# Profiling Results: ICON4Py Diffusion Optimization
This document outlines the performance testing and evaluation of various optimizations applied to the ICON4Py Diffusion module. These optimizations aim to improve the general runtime of any icon4py granule called from Fortran integrated through Py2F.
## Overview
The optimizations discussed here are part of the `optimise-overhead` branch: [GitHub Pull Request #616](https://github.com/C2SM/icon4py/pull/616) and [#624](https://github.com/C2SM/icon4py/pull/624). Key features of this branch include:
- Usage of `FrozenProgram` in diffusion.
- Caching of pointers passed from Fortran to minimize redundant unpacking into NumPy views.
Further optimisations to reduce overhead in calling gt4py programs can be found in [Github Pull Request #1536](https://github.com/GridTools/gt4py/pull/1536). Key features of this branch inclue:
- Elimination of `isinstance` checks in gtfn.py
---
## Profiling Results
### ICON-DSL OpenACC (GPU)
| Configuration | Avg. Runtime / Timestep (s) | Notes |
|--------------------------------|-------------|--------------------------------|
| **Reference Run** | 0.00077 | Faster than prior reference (0.00178s/timestep). |
---
### Icon4Py Called from Fortran on GPU
| Optimization Stage | Avg. Runtime / Timestep (s) | Speedup vs Baseline |
|-------------------------------------------------------|-------------|---------------------|
| **Baseline** | 0.31645 | - |
| **FrozenProgram** | 0.01342 | ~23.6x |
| **FrozenProgram + Pointer Caching** | 0.01259 | ~25.1x |
| **FrozenProgram + Pointer Caching + No `isinstance` checks in `extract_connectivity_args`** | 0.00349 | ~90.7x |
| **FrozenProgram + Pointer Caching + No `isinstance` Checks in `convert_args` and `extract_connectivity_args`** | 0.00231 | ~137x |
- **Note:** Removing all `isinstance` checks in `gtfn.py` was implemented following [GridTools PR #1536](https://github.com/GridTools/gt4py/pull/1536).
---
### ICON-DSL CPU
| Configuration | Avg. Runtime / Timestep (s) | Notes |
|--------------------------------|-------------|--------------------------------|
| **Reference Run** | 0.12834 | Baseline CPU runtime. |
---
### Icon4Py Called from Fortran on CPU
Python-level optimizations beyond `FrozenProgram` have minimal impact on the CPU due to the dominance of stencil runtime.

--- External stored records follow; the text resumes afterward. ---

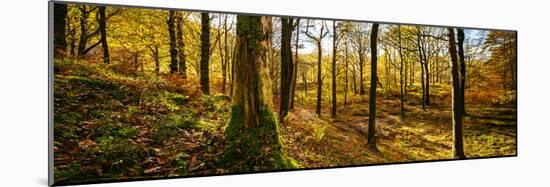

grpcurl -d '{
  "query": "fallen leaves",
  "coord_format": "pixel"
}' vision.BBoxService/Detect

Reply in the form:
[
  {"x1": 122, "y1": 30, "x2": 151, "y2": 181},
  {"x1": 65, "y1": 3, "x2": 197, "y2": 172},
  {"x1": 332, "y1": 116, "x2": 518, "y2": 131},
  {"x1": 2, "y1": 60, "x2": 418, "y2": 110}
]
[
  {"x1": 78, "y1": 139, "x2": 97, "y2": 149},
  {"x1": 144, "y1": 166, "x2": 161, "y2": 174}
]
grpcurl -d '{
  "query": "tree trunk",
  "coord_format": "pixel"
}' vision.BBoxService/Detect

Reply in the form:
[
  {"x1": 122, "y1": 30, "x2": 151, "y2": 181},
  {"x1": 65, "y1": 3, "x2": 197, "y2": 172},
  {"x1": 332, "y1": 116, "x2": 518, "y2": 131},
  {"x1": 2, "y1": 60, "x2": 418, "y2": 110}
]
[
  {"x1": 76, "y1": 5, "x2": 101, "y2": 59},
  {"x1": 367, "y1": 23, "x2": 379, "y2": 149},
  {"x1": 316, "y1": 39, "x2": 323, "y2": 116},
  {"x1": 416, "y1": 29, "x2": 426, "y2": 111},
  {"x1": 352, "y1": 66, "x2": 357, "y2": 94},
  {"x1": 200, "y1": 12, "x2": 211, "y2": 95},
  {"x1": 331, "y1": 21, "x2": 338, "y2": 118},
  {"x1": 53, "y1": 3, "x2": 67, "y2": 58},
  {"x1": 401, "y1": 56, "x2": 413, "y2": 94},
  {"x1": 384, "y1": 47, "x2": 391, "y2": 99},
  {"x1": 167, "y1": 11, "x2": 178, "y2": 74},
  {"x1": 77, "y1": 6, "x2": 89, "y2": 58},
  {"x1": 314, "y1": 24, "x2": 325, "y2": 116},
  {"x1": 98, "y1": 6, "x2": 109, "y2": 64},
  {"x1": 222, "y1": 15, "x2": 230, "y2": 94},
  {"x1": 290, "y1": 19, "x2": 300, "y2": 110},
  {"x1": 230, "y1": 41, "x2": 237, "y2": 97},
  {"x1": 223, "y1": 15, "x2": 291, "y2": 171},
  {"x1": 397, "y1": 26, "x2": 405, "y2": 117},
  {"x1": 153, "y1": 46, "x2": 160, "y2": 74},
  {"x1": 421, "y1": 34, "x2": 431, "y2": 105},
  {"x1": 410, "y1": 56, "x2": 414, "y2": 86},
  {"x1": 447, "y1": 28, "x2": 466, "y2": 159},
  {"x1": 303, "y1": 70, "x2": 308, "y2": 97},
  {"x1": 359, "y1": 52, "x2": 366, "y2": 95},
  {"x1": 344, "y1": 42, "x2": 349, "y2": 107},
  {"x1": 457, "y1": 28, "x2": 467, "y2": 115},
  {"x1": 218, "y1": 15, "x2": 226, "y2": 93},
  {"x1": 176, "y1": 12, "x2": 187, "y2": 78},
  {"x1": 280, "y1": 17, "x2": 294, "y2": 119}
]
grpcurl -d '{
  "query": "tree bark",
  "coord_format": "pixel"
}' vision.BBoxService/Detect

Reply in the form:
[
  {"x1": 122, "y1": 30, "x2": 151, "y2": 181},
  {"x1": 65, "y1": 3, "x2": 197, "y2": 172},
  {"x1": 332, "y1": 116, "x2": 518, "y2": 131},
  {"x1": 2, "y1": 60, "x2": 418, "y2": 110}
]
[
  {"x1": 223, "y1": 15, "x2": 290, "y2": 171},
  {"x1": 447, "y1": 28, "x2": 466, "y2": 159},
  {"x1": 200, "y1": 12, "x2": 211, "y2": 94},
  {"x1": 176, "y1": 12, "x2": 187, "y2": 78},
  {"x1": 153, "y1": 46, "x2": 160, "y2": 74},
  {"x1": 167, "y1": 11, "x2": 178, "y2": 74},
  {"x1": 53, "y1": 3, "x2": 67, "y2": 58},
  {"x1": 290, "y1": 19, "x2": 300, "y2": 110},
  {"x1": 331, "y1": 21, "x2": 338, "y2": 118},
  {"x1": 416, "y1": 28, "x2": 426, "y2": 110},
  {"x1": 280, "y1": 17, "x2": 294, "y2": 119},
  {"x1": 222, "y1": 15, "x2": 230, "y2": 93},
  {"x1": 316, "y1": 37, "x2": 323, "y2": 116},
  {"x1": 344, "y1": 41, "x2": 349, "y2": 107},
  {"x1": 77, "y1": 6, "x2": 88, "y2": 58},
  {"x1": 397, "y1": 26, "x2": 405, "y2": 117},
  {"x1": 457, "y1": 28, "x2": 467, "y2": 115},
  {"x1": 77, "y1": 5, "x2": 100, "y2": 58},
  {"x1": 359, "y1": 48, "x2": 366, "y2": 95},
  {"x1": 98, "y1": 6, "x2": 109, "y2": 64},
  {"x1": 367, "y1": 23, "x2": 379, "y2": 149},
  {"x1": 421, "y1": 32, "x2": 431, "y2": 105}
]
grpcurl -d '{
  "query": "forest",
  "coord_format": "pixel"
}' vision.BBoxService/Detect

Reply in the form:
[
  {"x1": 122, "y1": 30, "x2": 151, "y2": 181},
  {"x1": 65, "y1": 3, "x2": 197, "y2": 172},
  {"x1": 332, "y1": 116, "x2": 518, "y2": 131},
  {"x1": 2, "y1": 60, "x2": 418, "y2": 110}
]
[{"x1": 52, "y1": 3, "x2": 517, "y2": 185}]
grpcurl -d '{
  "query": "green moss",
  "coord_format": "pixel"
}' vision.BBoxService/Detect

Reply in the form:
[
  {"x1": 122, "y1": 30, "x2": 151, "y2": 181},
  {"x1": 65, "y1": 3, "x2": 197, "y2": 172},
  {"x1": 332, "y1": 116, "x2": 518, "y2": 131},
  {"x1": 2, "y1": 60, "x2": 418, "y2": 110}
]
[
  {"x1": 170, "y1": 152, "x2": 190, "y2": 175},
  {"x1": 152, "y1": 112, "x2": 199, "y2": 144},
  {"x1": 220, "y1": 104, "x2": 296, "y2": 172},
  {"x1": 236, "y1": 16, "x2": 265, "y2": 51},
  {"x1": 96, "y1": 135, "x2": 147, "y2": 174},
  {"x1": 95, "y1": 122, "x2": 138, "y2": 140},
  {"x1": 170, "y1": 94, "x2": 189, "y2": 106}
]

| Optimization Stage | Avg. Runtime / Timestep (s) | Notes |
|-------------------------------------------------------|-------------|--------------------------------|
| **Baseline (No FrozenProgram)** | 0.61873 | - |
| **FrozenProgram + Pointer Caching** | 0.31154 | Significant improvement. |
| **FrozenProgram + Pointer Caching + No `isinstance` Checks** | 0.30565 | Minimal additional gain. |
---
## Summary of GPU Performance Improvements
These results highlight the significant impact of optimizations on GPU performance, with diminishing returns on CPU where stencil computation dominates runtime.